With regards to CT Imaging, the extent of involvement of the mediastinum can be evaluated. Therefore, acute mediastinitis can be classified into three categories:

1. diffuse mediastinitis
2. isolated mediastinal abscess
3. mediastinitis or mediastinal abscess complicated by empyema or subphrenic abscess.

=== Chronic ===
Most cases of granulomatous mediastinitis (75%) are incidentally found on chest x-rays which show a mediastinal mass, or widening of the mediastinum.

== Treatment ==
Treatment for acute mediastinitis usually involves aggressive intravenous antibiotic therapy and hydration. If discrete fluid collections or grossly infected tissue have formed (such as abscesses), they may have to be surgically drained or debrided.
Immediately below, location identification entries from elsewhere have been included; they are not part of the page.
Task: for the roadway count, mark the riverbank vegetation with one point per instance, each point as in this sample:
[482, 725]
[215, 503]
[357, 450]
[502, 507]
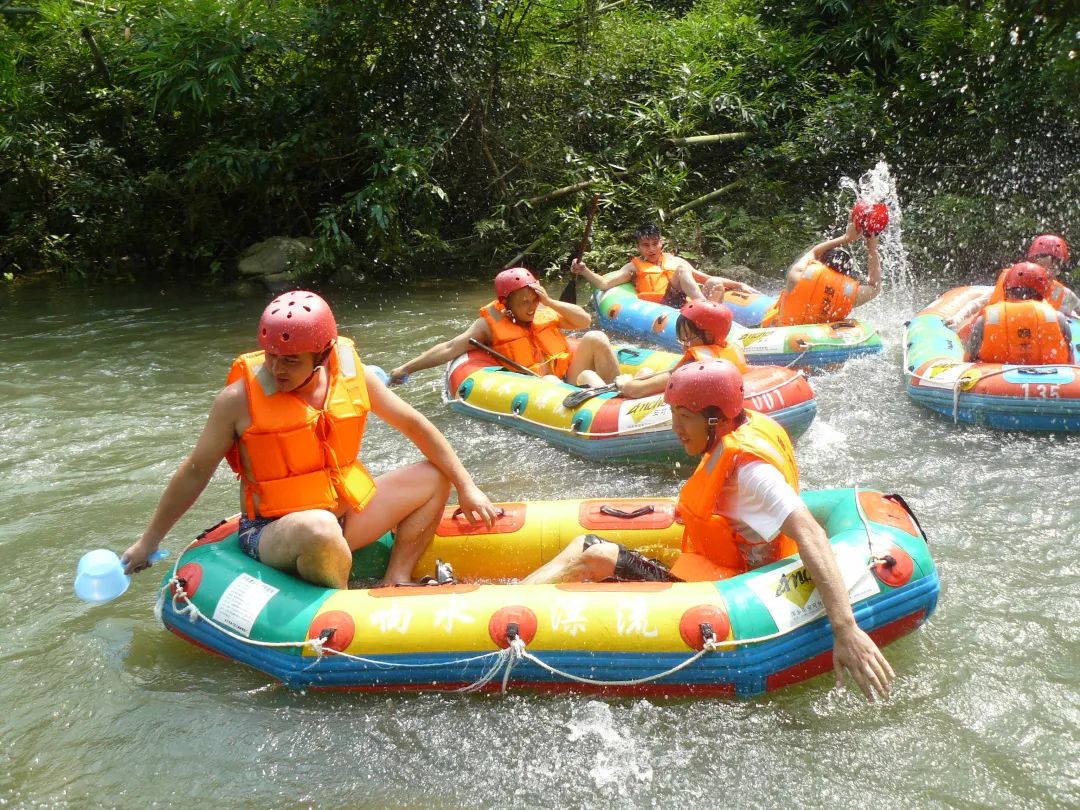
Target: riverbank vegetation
[146, 138]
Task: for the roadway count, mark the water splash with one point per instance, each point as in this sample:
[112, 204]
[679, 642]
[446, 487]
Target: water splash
[898, 282]
[616, 760]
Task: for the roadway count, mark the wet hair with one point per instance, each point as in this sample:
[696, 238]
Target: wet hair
[646, 230]
[840, 260]
[686, 328]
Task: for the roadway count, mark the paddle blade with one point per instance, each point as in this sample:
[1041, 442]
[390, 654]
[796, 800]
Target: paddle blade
[577, 397]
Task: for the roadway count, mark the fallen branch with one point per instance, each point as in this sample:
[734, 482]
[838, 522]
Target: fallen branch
[514, 261]
[721, 137]
[704, 200]
[567, 190]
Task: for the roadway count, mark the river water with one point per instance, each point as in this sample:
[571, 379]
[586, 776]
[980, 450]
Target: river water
[103, 392]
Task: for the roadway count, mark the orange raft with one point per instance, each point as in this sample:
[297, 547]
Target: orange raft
[942, 377]
[609, 427]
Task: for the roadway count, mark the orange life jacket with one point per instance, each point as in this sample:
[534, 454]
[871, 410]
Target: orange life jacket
[299, 457]
[540, 343]
[709, 534]
[653, 280]
[821, 295]
[730, 352]
[1056, 296]
[1024, 333]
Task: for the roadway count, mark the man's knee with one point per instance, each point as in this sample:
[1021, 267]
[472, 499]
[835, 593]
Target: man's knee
[428, 478]
[598, 556]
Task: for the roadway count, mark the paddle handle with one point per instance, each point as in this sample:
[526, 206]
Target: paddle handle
[513, 364]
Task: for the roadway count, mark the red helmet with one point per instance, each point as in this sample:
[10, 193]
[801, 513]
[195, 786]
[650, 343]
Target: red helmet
[709, 315]
[297, 322]
[512, 280]
[869, 218]
[1027, 275]
[709, 383]
[1049, 244]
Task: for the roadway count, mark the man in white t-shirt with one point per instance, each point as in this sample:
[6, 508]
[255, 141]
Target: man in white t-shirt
[740, 510]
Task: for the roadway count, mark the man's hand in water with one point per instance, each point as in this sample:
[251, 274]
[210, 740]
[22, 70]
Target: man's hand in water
[397, 376]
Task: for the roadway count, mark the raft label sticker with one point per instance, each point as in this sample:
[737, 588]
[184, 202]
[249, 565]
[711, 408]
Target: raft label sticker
[242, 603]
[949, 375]
[792, 598]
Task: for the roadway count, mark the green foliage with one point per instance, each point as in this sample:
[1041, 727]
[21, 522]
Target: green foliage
[409, 134]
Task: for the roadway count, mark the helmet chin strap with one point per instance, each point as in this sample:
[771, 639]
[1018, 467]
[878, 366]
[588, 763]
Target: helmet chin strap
[319, 364]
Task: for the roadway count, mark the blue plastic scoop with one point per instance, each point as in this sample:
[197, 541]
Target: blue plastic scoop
[100, 577]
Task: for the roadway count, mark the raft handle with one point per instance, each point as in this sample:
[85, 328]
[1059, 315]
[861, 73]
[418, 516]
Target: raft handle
[900, 499]
[206, 531]
[616, 512]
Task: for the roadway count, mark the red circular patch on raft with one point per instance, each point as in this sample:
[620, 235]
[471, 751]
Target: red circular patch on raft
[689, 625]
[190, 577]
[342, 625]
[900, 572]
[518, 615]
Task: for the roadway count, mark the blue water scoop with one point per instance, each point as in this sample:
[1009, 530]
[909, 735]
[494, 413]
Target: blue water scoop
[100, 577]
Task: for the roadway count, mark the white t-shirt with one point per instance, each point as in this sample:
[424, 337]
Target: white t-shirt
[756, 500]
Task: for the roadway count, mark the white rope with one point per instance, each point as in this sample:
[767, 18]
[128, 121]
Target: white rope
[710, 646]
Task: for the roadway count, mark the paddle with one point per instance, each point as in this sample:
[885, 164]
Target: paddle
[569, 294]
[100, 577]
[516, 366]
[577, 397]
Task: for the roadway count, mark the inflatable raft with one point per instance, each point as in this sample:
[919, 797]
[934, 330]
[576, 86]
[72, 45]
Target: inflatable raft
[813, 346]
[609, 427]
[1007, 396]
[743, 636]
Treatment for DNM usually requires an operation to remove and drain infected necrotic tissue. Broad spectrum intravenous antibiotics are also given to treat the infection. Patients are typically managed in the intensive care unit due to the severity of the disease.

Treatment for chronic fibrosing mediastinitis is somewhat controversial, and may include steroids or surgical decompression of affected vessels.

== Prognosis ==
Fibrosing mediastinitis can lead to entrapment of mediastinal structures. The mortality of DNM ranges from 10 to 40% due to sepsis and multi-organ failure if not recognized and intervened upon early.